This topic describes the DeepFM algorithm.


DeepFM combines deep neural network (DNN) and factorization machine (FM) models, and can learn both lower-order explicit feature combinations and higher-order implicit feature combinations. It does not require manual feature engineering and is often used in recommendation systems or advertising systems.
  • You can enter the following types of feature:
    • Categorical feature: a string type, such as gender (male or female) and commodity category (such as clothing, toys, or electronics).
    • Numerical feature: integer or floating-point data type, such as user activity or commodity prices.
  • Floating-point numbers between 0 and 1 are often returned, indicating the probability that the value is 1. They can be used for sorting or binary classification.

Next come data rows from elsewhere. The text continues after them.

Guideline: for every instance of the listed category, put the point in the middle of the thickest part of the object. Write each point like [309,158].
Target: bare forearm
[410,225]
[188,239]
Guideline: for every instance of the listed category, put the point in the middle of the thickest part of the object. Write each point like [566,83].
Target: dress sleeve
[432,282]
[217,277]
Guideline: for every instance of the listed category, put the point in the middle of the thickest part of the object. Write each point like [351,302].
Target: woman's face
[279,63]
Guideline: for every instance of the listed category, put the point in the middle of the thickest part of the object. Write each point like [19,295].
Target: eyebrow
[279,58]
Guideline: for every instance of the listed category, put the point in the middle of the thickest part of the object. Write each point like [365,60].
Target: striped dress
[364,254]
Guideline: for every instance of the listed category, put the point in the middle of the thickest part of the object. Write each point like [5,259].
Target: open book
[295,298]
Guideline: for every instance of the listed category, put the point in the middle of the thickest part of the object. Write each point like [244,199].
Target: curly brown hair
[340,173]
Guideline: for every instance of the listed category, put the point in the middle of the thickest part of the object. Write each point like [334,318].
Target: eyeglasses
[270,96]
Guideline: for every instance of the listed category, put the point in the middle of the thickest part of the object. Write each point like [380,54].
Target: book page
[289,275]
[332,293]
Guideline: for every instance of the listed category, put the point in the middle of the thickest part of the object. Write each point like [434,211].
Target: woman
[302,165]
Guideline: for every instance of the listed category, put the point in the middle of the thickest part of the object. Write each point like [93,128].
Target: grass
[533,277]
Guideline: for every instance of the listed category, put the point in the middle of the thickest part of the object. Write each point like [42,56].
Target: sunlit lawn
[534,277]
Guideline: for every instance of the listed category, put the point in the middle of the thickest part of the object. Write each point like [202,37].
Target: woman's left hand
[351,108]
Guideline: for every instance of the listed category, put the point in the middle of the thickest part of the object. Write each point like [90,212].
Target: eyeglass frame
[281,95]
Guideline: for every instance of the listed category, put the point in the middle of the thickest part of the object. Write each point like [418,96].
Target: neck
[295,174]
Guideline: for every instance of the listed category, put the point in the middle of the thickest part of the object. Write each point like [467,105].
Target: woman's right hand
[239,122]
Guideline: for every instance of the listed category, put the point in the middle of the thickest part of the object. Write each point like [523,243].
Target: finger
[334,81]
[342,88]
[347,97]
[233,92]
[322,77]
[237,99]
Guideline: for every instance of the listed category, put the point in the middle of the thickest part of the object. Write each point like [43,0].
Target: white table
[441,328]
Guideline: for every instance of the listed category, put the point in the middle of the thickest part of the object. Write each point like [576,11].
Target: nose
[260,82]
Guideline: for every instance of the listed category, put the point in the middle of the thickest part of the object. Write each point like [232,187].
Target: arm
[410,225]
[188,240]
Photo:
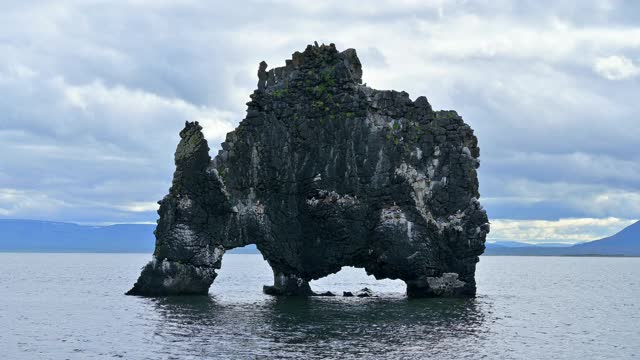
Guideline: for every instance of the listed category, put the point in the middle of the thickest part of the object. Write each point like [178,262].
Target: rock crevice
[325,172]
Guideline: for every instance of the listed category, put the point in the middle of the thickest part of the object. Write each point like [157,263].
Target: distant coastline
[35,236]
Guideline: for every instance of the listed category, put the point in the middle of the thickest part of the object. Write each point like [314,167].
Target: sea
[72,306]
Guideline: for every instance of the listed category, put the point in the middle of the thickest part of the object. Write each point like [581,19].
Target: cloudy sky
[94,93]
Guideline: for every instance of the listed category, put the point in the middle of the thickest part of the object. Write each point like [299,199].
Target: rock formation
[325,172]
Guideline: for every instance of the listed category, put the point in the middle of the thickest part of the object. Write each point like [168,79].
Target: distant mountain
[624,243]
[49,236]
[516,244]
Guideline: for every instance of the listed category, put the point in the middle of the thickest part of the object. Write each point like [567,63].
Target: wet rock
[365,292]
[325,172]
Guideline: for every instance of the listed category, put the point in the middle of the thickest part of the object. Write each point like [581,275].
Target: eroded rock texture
[325,172]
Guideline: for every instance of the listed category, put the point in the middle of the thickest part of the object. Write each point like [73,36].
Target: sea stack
[325,172]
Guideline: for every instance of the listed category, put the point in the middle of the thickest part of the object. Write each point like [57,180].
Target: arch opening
[355,281]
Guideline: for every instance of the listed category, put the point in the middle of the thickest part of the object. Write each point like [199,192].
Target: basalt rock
[325,172]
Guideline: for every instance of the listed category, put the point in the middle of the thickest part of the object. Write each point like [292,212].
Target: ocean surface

DeepFM is usually used in classification and sorting scenarios. It works better on scenes where features are manually built but do not directly reflect results. In recommendation scenarios, low-order feature combinations or high-order feature combinations affect final behaviors of users. However, you may not be able to identify feature combinations. DeepFM can automatically learn these combinations.

For example, in personalized commodity recommendation scenarios, click estimation models are usually required. Historical user behaviors such as clicks, unclicks, purchases can be used as training data to predict the probability of user clicks or purchases. If users have many historical behaviors and cannot directly reflect clicks or purchases in future, DeepFM can combine user behaviors and converts sparse features into high-dimentional dense features.


The parameters in the following table are the values of the model_parameter parameters in the CREATE MODEL statement for creating a model. You can select the values based on your needs.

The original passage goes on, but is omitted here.